The first responders were matter of fact, focused on life-saving medical procedures, thorough and emotionless. They were young enough to be our children, but we could see on their faces a cold resignation. For them, the scene was all too familiar. This guy with his blood oxygen at 58% was their age, in the attire of their culture, a member of their community, soon to be dead on arrival at their local hospital, without any identification. John Doe.
All day Sunday we puzzled over the experience, trying to piece random bits of information into coherent behavior. What was the dead guy’s story? He wasn’t disheveled like a homeless person. His clothes were clean and newish. Was he a criminal or was he the victim of a crime? He was obviously trespassing. Are we safe in our home? Maybe he died of COVID. Maybe he was murdered. Were his shoes stolen? And why were his eyes wide open like that? Did he choke on something? Was he poisoned? Maybe he got stung by a bee and asphyxiated. How could he not be carrying some kind of ID? And no phone? It didn’t make sense.
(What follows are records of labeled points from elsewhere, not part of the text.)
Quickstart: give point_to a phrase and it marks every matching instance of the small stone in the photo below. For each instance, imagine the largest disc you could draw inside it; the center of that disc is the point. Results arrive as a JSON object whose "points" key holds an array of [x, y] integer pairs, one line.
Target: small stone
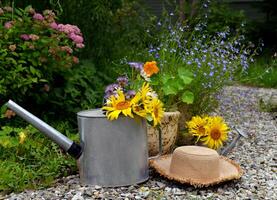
{"points": [[78, 196], [160, 184]]}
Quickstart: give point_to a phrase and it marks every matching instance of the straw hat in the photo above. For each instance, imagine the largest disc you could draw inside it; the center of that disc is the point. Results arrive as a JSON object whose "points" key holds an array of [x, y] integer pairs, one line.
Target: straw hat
{"points": [[198, 166]]}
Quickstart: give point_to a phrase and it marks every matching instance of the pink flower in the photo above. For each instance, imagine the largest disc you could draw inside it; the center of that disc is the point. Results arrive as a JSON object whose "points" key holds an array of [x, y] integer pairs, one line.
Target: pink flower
{"points": [[25, 37], [80, 45], [1, 11], [76, 38], [54, 25], [12, 47], [38, 16], [31, 11], [9, 24], [67, 49], [75, 59], [8, 8], [34, 37]]}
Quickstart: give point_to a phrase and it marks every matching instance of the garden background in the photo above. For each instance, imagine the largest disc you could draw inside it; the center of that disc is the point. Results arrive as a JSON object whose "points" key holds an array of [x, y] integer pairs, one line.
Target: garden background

Monday, just as I returned from a home security shopping spree with new door locks, window locks, outdoor lights, chain locks and entry bells, two officers from the sheriff’s department pulled in the driveway to follow up on the coroner’s report. Evidently, when he died, John Doe was severely dehydrated, most likely overheated due to over exertion climbing the hill while he was buzzed out of his mind on a big dose of meth amphetamines, which caused his heart to fail. Their best guess is that he was an inexperienced meth user who may have thought meth would be more of a sensory experience, like pot or mushrooms or acid, so he did the drug and went hiking to bliss out on nature. According to the officers, too much meth can make a person want to get out of their body, so shedding clothes and shoes, and anxious wandering in illogical places like through a barbed wire fence into a patch of blackberry bushes, is actually typical. After a tour of the scene, they left to retrace John Doe’s steps and try to find anything that might give a clue as to his name.
You might think this experience would leave us bleak. And we do feel sorry for the dead guy and his loved ones. But we’re also very relieved, elated actually, to be living in a small city where public safety systems work. First responders, healthcare and law enforcement — they were there for us. We called 911 and help arrived. In a hospital overwhelmed by COVID, John Doe could have been shelved, but he was examined, and a coroner’s report produced and delivered to law enforcement so they could take next steps on Monday for a guy who died Saturday. The officers that came to our house were kind and smart and diligent, and they reassured me. So, a situation that began with a big fright ended with a feeling of confidence in the system and gratitude for the people who make it work. Our life is better thanks to the efforts of thousands of people we don’t even know, the public good in action.